Through this vision, al-Jolani established the Salvation Government and the Shura Council, local councils, and other entities that give the impression of building a civilian state, moving somewhat away from the idea of “the direct Prince,” although this idea is evident, especially since he controls all decisions of these entities, according to the researcher.

All these institutions, administrations, and committees operate directly by order of al-Jolani, even if he granted them some powers and freedom in general management, not central management, as he linked central management to himself or to the small council he manages

Centralization in favor of authority

Centralization is defined as the consolidation of power in the hands of a limited number of individuals, without the administrative units having the autonomy to make administrative decisions away from the central authority in the regions. It is the opposite of decentralization, where governance is not limited to a specific individual.

The binary of centralization versus decentralization may not be applicable in environments such as the contemporary Syrian context, as they are still subject to the logic of de facto authority, according to political researcher Maan Talaa.

Talaa pointed out that the de facto authority will cling to centralization of decisions, as it is not in its interest to have decentralization, which could delay decision-making, and thus delay all kinds of intervention, whether it be political, social, or security.

In this sense, the matter cannot be considered positive or negative according to Talaa, as this is usually the case with most de facto authorities formed in Syria, especially Hayat Tahrir al-Sham (HTS), in which one cannot expect to witness a rotation at the top of the hierarchy unlike other authorities.

Researcher in governance affairs, Bassem Hatahet, sees several negative and positive aspects arising from this form of governance, pointing to two main negative aspects in this context.

The first negative aspect is that this type of governance is not acceptable regionally, locally, or internationally, referring to the state or region that is unstable or inflamed, which is prone to being contested by the surroundings, the region, or the international project as a whole.

The second negative aspect relates to the fact that the systems, laws, regulations, and constitutions in the region governed by de facto authority are subject to change at any minute, and decisions may arise that do not belong to the concept of a state project built on valid grounds.

Al-Jolani’s departure may weaken the HTS

For a year, Hayat Tahrir al-Sham has witnessed disputes on the background of the “treason” file, with significant breaches in the group’s ranks, dealing with external and internal parties, including the Syrian regime and Russia as well as the International Coalition.

These disputes reached the top men of the faction, leading the HTS to suspend the powers of Abu Maria al-Qahtani, who was arrested and then released after six months.

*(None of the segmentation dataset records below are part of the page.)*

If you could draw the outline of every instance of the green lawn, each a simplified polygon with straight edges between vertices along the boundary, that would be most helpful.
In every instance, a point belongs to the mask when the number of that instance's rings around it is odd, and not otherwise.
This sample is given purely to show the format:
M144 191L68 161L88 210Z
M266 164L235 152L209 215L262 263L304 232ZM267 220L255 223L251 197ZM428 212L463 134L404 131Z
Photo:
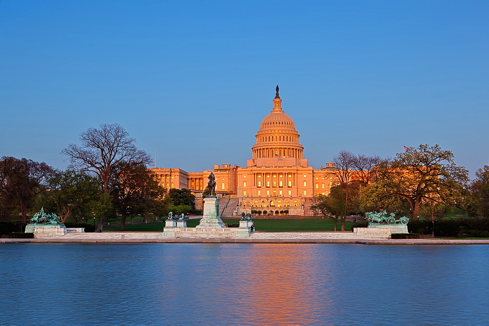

The third man, Abu Ahmad Zakour, declared his defection from the HTS and disavowed it, revealing files and issues for which he held al-Jolani responsible.

HTS contained this issue both media and security-wise, and it has not reached the stage of HTS disintegration.

Researcher Maan Talaa believes that the governance system will be affected by the departure of al-Jolani, as he holds all powers and is a major part of HTS, especially after the rifts he himself created through the arrests of members belonging to currents opposing him in governance.

For his part, researcher Bassem Hatahet pointed out that despite the complete centralization of the governance system in Idlib related to al-Jolani, there are many such jihadist groups and movements like al-Qaeda or the Islamic State which have been associated with one person until his death. When he is gone, a replacement is found for him.

Hatahet believes these groups think with narrow centralization, but always have an alternative. He clarified that Hayat Tahrir al-Sham is entirely linked to the person of al-Jolani, but his death or elimination does not necessarily mean the absence of the HTS, as he could be followed by a person who possesses the same approach and management.